The following is my tls backend:
package main
import (
"fmt"
"net/http"
)
const (
PORT = ":8443"
PRIV_KEY = "./private_key"
PUBLIC_KEY = "./public_key"
)
func rootHander(w http.ResponseWriter, r *http.Request) {
fmt.Fprint(w, "Nobody should read this.")
}
func main() {
http.HandleFunc("/", rootHander)
err := http.ListenAndServeTLS(PORT, PUBLIC_KEY, PRIV_KEY, nil)
if err != nil {
fmt.Printf("main(): %s\n", err)
}
}
The keys are generated using these two lines:
openssl genrsa -out private_key 2048
openssl req -new -x509 -key private_key -out public_key -days 365
When I start the tls server, and visit the site with a browser (https://example.com:8443) I get the expected result, after ignoring the browser warning:
Nobody should read this.
So far everything is cool.
Now, when I point my browser to http://example.com:8443 (notice that http is used, not https) I get the following result for Firfox (Chrome does the same, but downloading the site):
Question: Why is there a question mark?
Here is some code to redirect requests on port 80 to 443 and to serve up tls certificates using a CA like lets encrypt. I know that with lets encrypt (letsencrypt.org) you want to reference the resulting fullchain.pem file as well as the privkey.pem.

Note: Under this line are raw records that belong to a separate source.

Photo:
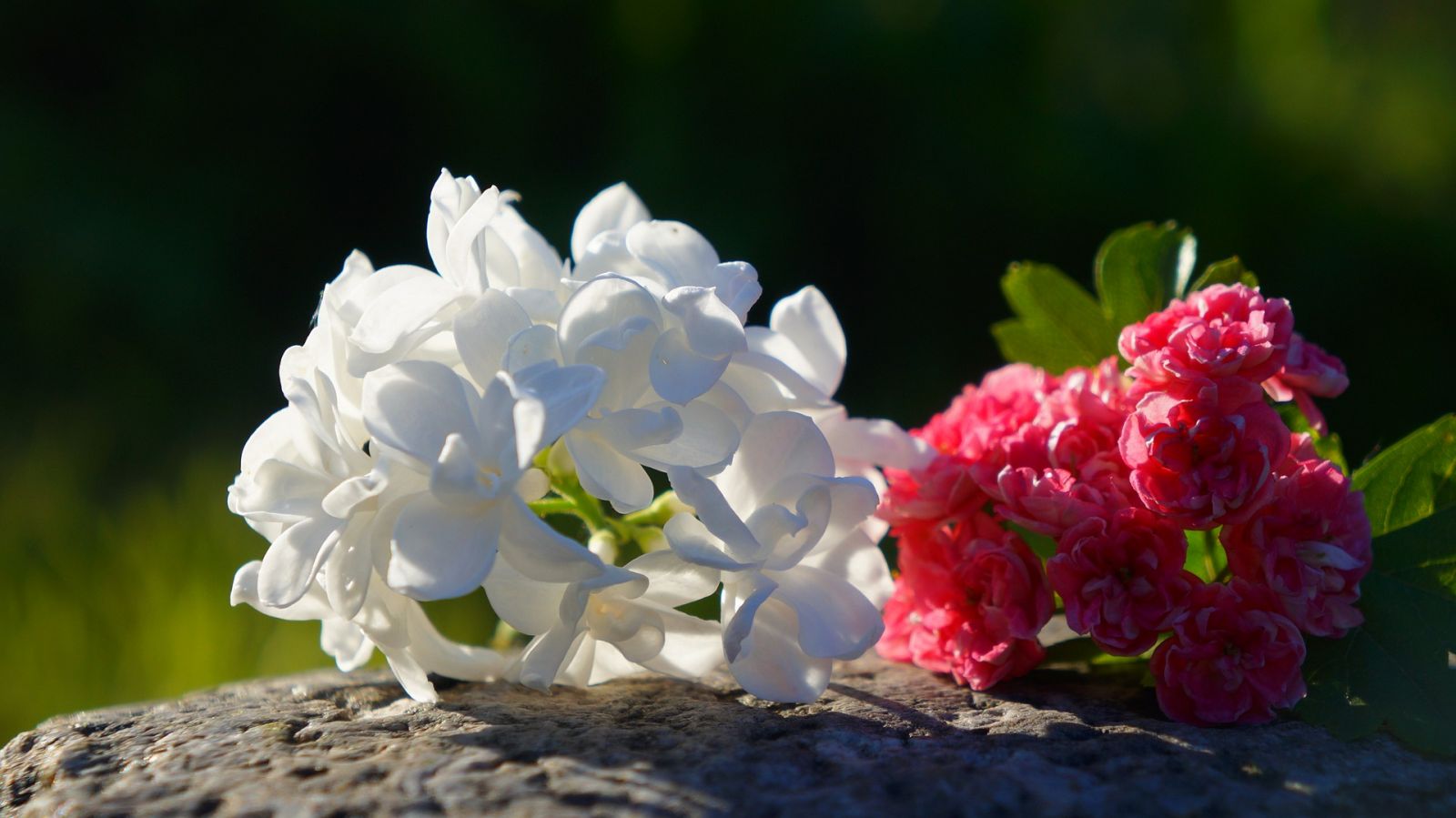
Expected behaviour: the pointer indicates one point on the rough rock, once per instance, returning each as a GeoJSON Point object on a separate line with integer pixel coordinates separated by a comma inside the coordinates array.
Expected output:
{"type": "Point", "coordinates": [885, 740]}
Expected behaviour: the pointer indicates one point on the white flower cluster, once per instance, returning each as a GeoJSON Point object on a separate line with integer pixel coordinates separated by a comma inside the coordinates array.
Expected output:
{"type": "Point", "coordinates": [440, 421]}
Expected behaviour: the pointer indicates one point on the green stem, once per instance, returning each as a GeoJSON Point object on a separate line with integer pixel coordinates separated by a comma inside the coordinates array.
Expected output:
{"type": "Point", "coordinates": [552, 505]}
{"type": "Point", "coordinates": [657, 514]}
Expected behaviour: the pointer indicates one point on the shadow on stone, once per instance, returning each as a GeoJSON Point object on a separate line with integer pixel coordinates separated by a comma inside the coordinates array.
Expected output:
{"type": "Point", "coordinates": [885, 740]}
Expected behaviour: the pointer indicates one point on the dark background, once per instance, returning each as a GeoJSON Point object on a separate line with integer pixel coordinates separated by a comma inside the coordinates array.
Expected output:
{"type": "Point", "coordinates": [177, 184]}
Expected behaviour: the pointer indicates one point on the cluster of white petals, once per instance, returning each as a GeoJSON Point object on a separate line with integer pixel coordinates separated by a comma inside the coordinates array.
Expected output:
{"type": "Point", "coordinates": [439, 422]}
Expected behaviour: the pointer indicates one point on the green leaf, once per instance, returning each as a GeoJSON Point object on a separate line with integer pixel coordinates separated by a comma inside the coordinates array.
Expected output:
{"type": "Point", "coordinates": [1412, 480]}
{"type": "Point", "coordinates": [1040, 545]}
{"type": "Point", "coordinates": [1075, 650]}
{"type": "Point", "coordinates": [1206, 556]}
{"type": "Point", "coordinates": [1395, 669]}
{"type": "Point", "coordinates": [1138, 268]}
{"type": "Point", "coordinates": [1228, 271]}
{"type": "Point", "coordinates": [1325, 446]}
{"type": "Point", "coordinates": [1057, 323]}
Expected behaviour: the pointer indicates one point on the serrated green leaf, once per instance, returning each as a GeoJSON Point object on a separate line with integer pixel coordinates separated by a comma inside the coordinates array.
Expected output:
{"type": "Point", "coordinates": [1139, 267]}
{"type": "Point", "coordinates": [1325, 446]}
{"type": "Point", "coordinates": [1395, 670]}
{"type": "Point", "coordinates": [1228, 271]}
{"type": "Point", "coordinates": [1057, 323]}
{"type": "Point", "coordinates": [1412, 480]}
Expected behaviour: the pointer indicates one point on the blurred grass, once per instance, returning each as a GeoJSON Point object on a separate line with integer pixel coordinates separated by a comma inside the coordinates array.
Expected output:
{"type": "Point", "coordinates": [113, 599]}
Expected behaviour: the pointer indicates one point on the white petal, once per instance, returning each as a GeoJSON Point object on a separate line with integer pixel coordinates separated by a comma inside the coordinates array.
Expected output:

The biggest problem with self signing is that it wont be very viable in production. With golang we really configure our applications quite specifically so something simple like attaching tls certs properly is an important topic when we are ready to launch.
here some simple code I have actually used to launch a static site:
package main
import (
"net/http"
"log"
)
func redirect(w http.ResponseWriter, req *http.Request) {
// remove/add not default ports from req.Host
target := "https://" + req.Host + req.URL.Path
if len(req.URL.RawQuery) > 0 {
target += "?" + req.URL.RawQuery
}
log.Printf("redirect to: %s", target)
http.Redirect(w, req, target,
http.StatusTemporaryRedirect)
}
func main() {
//define a variable for the FileServer directory in this case ./static/
var fs = http.FileServer(http.Dir("static"))
//express the handler function
http.Handle("/", fs)
//We should redirect requests on port 80
go http.ListenAndServe(":80", http.HandlerFunc(redirect))
//finally we Listen for requests and serve them up on a specific port
http.ListenAndServeTLS(":443", "fullchain.pem", "privkey.pem", nil)
}
If at all still relevent:
http.ListenAndServeTLS(...)
takes certificate and private key not public & private key.
If you pipe the output into od, curl -k -3 http://localhost:8443 | od -A n -t x1
, you get the following sequence of bytes 15 03 01 00 02 02 0a
which is rendered/handled by the browser.